Position of the deepest crack observed in the dodecamer simulation (top). This crack spans almost half of the membrane thickness (bottom).

Conclusions

Using MD simulation, we were able to reproduce the experimental area compressibility modulus for a realistic neuron membrane. We predict that the presence of Aβ oligomers at the membrane surface makes the membrane more rigid, leading to an increase in this modulus. We have shown that, in accordance with the experiment, the high-density CHL1 regions are thicker than others. The presence of Aβ significantly alters the distribution of lipid molecules in the multi-lipid bilayer model.

Due to the difference in the charge distribution on the surface, the dodecamer can approach the membrane closer than the fibril disturbing the membrane to a greater extent. Although we did not observe channel structures due to the short simulation timescale, cracks on the membrane surface are more pronounced and populated in the dodecamer case than in the case of fibril. This may support the experimental fact that oligomers are more toxic to cells than mature fibrils. We have shown that neuraminic acid and sugar groups of the ganglioside GM1 lipid, which are exposed to water, control the interaction between Aβ and the membrane.

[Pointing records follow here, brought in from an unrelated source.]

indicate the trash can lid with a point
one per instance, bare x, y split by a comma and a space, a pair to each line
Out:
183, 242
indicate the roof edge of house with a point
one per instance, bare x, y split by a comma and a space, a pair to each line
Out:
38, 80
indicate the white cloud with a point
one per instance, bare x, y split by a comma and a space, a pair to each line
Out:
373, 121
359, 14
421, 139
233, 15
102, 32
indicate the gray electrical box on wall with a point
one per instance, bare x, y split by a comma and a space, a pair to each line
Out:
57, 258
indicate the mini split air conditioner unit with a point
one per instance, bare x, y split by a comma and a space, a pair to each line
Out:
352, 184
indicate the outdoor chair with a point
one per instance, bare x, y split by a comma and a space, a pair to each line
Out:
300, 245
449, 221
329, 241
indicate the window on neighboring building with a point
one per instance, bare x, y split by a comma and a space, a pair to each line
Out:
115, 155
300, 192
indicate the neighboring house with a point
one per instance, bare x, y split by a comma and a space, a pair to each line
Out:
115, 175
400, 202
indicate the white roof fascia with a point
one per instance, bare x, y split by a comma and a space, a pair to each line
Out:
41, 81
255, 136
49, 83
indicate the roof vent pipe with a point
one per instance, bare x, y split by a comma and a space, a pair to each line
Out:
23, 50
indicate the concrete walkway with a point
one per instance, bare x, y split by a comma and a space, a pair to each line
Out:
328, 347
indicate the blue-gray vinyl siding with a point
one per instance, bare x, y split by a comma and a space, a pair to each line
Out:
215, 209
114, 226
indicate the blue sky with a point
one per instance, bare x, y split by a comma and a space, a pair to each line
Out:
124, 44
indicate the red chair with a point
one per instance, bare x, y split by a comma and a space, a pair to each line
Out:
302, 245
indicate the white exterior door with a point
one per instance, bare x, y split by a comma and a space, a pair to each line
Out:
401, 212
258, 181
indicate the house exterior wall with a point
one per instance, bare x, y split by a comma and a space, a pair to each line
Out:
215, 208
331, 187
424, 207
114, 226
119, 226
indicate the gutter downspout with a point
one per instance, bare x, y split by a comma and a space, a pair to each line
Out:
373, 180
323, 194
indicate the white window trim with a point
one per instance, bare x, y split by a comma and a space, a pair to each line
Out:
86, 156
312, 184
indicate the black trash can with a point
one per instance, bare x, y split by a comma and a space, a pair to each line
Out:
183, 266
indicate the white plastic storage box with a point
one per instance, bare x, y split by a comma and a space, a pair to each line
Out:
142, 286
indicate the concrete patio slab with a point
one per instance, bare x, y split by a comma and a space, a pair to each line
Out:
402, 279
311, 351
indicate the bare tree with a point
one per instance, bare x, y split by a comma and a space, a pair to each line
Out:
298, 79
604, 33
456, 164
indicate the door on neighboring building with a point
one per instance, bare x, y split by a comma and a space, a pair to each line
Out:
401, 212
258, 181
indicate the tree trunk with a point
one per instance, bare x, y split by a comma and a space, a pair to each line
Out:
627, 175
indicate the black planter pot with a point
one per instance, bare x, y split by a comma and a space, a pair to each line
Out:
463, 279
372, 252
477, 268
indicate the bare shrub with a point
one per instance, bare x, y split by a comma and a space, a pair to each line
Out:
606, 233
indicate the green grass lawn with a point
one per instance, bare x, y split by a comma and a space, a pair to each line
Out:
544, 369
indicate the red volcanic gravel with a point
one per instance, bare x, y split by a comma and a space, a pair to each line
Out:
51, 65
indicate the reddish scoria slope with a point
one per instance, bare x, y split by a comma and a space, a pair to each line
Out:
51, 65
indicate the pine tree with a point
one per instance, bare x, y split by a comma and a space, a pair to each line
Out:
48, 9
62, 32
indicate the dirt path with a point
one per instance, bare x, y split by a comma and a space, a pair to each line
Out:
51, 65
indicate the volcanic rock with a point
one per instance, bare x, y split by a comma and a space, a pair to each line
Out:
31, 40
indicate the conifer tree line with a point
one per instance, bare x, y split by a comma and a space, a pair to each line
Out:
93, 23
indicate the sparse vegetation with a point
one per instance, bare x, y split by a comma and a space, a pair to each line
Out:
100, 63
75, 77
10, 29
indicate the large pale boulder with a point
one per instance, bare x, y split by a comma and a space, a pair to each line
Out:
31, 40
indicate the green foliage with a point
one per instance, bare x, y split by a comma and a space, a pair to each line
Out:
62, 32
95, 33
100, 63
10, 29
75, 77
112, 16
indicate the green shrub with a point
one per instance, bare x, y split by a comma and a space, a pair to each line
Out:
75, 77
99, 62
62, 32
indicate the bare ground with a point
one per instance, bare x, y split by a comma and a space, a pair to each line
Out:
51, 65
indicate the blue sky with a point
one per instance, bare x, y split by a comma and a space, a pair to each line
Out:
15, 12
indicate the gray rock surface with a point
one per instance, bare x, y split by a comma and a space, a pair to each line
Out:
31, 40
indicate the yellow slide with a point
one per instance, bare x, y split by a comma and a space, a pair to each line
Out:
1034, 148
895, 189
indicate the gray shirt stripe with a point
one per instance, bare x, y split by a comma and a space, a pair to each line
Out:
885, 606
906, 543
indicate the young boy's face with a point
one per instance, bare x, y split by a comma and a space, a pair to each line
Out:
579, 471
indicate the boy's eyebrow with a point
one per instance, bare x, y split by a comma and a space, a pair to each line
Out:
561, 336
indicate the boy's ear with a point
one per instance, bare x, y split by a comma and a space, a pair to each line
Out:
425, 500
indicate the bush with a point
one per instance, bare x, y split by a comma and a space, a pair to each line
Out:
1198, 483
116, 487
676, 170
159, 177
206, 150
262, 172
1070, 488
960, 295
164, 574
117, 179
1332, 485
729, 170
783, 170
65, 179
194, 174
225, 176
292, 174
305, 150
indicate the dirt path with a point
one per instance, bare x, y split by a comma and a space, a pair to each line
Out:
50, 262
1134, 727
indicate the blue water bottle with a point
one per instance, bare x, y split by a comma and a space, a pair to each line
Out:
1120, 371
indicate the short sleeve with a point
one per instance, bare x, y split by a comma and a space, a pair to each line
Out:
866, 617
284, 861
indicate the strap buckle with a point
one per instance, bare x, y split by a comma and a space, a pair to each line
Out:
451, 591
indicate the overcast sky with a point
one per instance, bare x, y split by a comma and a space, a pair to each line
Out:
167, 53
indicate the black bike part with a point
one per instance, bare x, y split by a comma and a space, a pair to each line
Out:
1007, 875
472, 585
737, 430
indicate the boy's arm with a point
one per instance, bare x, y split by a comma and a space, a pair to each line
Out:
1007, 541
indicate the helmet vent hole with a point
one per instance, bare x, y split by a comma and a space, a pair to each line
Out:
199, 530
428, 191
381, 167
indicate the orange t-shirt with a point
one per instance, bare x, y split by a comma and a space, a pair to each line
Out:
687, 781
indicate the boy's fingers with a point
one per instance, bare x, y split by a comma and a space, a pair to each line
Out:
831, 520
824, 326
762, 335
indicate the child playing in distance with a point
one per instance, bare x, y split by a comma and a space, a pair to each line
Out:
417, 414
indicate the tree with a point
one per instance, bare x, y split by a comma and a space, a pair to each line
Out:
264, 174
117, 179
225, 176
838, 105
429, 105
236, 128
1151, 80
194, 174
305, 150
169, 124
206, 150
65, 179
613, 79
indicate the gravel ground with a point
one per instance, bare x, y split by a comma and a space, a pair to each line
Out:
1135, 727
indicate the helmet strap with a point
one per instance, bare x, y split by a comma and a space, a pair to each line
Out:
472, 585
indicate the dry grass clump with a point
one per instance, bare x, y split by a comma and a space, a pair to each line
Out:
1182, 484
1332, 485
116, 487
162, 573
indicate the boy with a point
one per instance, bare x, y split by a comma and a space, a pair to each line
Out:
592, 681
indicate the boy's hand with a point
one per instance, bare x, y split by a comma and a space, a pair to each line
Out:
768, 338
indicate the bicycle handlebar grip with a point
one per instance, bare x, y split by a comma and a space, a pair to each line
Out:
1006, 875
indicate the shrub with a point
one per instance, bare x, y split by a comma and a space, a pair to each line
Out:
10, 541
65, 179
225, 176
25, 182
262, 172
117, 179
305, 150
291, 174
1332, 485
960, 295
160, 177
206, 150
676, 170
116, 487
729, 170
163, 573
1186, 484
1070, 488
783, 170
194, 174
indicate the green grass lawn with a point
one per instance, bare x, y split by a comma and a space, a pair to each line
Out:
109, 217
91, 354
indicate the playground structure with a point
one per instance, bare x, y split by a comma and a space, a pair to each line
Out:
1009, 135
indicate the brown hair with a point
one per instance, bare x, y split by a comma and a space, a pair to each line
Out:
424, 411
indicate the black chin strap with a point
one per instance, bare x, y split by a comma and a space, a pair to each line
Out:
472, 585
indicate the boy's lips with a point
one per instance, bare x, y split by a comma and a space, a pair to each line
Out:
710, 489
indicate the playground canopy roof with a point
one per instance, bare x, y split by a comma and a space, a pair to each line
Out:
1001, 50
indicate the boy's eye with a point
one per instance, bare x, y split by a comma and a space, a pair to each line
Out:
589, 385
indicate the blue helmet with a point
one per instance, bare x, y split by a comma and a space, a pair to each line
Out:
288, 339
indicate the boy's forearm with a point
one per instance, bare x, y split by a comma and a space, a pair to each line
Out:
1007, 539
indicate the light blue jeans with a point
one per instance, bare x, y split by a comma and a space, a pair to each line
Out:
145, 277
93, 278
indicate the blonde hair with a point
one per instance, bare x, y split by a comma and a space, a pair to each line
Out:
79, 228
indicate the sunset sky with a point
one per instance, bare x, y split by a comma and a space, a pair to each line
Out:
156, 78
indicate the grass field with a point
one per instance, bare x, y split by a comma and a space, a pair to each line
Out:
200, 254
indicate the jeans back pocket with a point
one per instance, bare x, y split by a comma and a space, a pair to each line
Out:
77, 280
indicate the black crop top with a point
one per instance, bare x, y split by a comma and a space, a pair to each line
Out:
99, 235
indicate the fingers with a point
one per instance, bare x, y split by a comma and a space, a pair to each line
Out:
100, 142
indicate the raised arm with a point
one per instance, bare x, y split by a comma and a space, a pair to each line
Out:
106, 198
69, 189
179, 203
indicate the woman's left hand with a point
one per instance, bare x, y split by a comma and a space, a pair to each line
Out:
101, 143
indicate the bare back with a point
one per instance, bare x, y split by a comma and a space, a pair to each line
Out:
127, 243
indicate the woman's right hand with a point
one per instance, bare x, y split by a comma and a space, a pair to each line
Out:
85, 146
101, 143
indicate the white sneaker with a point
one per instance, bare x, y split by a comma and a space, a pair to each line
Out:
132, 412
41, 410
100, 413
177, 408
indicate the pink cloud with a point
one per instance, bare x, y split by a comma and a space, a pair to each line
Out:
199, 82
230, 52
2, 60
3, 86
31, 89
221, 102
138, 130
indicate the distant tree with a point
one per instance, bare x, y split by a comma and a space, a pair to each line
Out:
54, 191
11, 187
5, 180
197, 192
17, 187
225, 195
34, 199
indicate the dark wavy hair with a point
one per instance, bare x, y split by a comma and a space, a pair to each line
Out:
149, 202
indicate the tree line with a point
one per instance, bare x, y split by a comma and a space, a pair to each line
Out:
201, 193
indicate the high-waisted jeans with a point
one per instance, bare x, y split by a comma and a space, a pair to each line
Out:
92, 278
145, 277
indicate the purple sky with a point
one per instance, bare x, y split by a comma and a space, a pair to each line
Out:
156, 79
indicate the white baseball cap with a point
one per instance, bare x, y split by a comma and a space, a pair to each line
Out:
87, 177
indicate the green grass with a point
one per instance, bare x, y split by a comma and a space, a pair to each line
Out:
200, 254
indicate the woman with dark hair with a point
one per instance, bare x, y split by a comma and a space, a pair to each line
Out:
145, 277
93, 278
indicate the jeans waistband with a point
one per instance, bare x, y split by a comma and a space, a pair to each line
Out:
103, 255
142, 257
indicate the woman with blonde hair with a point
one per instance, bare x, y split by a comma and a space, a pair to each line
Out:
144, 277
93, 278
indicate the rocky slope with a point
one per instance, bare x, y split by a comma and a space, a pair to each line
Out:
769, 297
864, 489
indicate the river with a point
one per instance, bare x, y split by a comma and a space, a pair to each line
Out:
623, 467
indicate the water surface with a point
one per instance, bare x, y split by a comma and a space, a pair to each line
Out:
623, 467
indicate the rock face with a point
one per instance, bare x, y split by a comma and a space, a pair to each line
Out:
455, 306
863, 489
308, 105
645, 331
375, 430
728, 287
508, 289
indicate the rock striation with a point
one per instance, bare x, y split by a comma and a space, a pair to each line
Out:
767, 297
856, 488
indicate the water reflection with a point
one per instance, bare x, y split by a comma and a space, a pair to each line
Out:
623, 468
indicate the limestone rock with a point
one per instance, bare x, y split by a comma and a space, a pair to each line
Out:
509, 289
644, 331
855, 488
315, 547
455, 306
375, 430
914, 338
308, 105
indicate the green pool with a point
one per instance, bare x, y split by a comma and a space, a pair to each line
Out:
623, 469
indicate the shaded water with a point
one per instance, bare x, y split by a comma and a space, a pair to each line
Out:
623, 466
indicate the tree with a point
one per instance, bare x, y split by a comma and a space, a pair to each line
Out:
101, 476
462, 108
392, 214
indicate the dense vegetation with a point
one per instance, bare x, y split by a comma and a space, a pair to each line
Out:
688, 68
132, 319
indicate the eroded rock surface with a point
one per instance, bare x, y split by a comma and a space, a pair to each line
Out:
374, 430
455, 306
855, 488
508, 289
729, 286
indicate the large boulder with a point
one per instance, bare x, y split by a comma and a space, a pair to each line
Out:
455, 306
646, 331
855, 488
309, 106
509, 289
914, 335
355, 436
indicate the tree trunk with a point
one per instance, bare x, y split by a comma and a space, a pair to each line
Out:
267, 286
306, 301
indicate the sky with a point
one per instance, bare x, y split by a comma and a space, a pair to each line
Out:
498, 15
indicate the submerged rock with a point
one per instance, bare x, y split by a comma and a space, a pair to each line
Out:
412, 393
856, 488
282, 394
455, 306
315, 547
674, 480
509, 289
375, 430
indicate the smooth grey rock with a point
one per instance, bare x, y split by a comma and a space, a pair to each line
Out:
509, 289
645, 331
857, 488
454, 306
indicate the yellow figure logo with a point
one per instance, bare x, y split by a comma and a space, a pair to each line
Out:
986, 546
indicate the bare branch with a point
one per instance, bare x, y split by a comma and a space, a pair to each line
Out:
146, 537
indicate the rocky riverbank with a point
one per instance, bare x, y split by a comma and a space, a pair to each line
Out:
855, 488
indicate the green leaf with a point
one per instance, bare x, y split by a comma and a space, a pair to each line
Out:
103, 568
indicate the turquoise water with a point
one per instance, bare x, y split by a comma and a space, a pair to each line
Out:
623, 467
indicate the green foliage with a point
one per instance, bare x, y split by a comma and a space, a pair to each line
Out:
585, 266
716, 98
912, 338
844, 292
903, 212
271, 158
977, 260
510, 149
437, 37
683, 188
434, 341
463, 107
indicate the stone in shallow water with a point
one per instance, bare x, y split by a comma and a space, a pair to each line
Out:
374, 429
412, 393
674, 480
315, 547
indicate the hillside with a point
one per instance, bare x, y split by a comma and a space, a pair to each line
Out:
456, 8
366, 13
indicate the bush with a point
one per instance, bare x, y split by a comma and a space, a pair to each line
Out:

The bacterial membranes comprise multiple lipid species;[89] the major lipids are negatively charged lipids, while the minor lipids can be positively charged. Therefore, the cell membrane charge of many bacteria is negative,[90] which is similar to the membrane model studied in this work. From this perspective, we expect that Aβ affects the bacterial membrane in the same way as it does with the present Alzheimer membrane model. In other words, our study shed some light on Aβ binding to microbial surfaces, which are related to their antimicrobial properties.[91]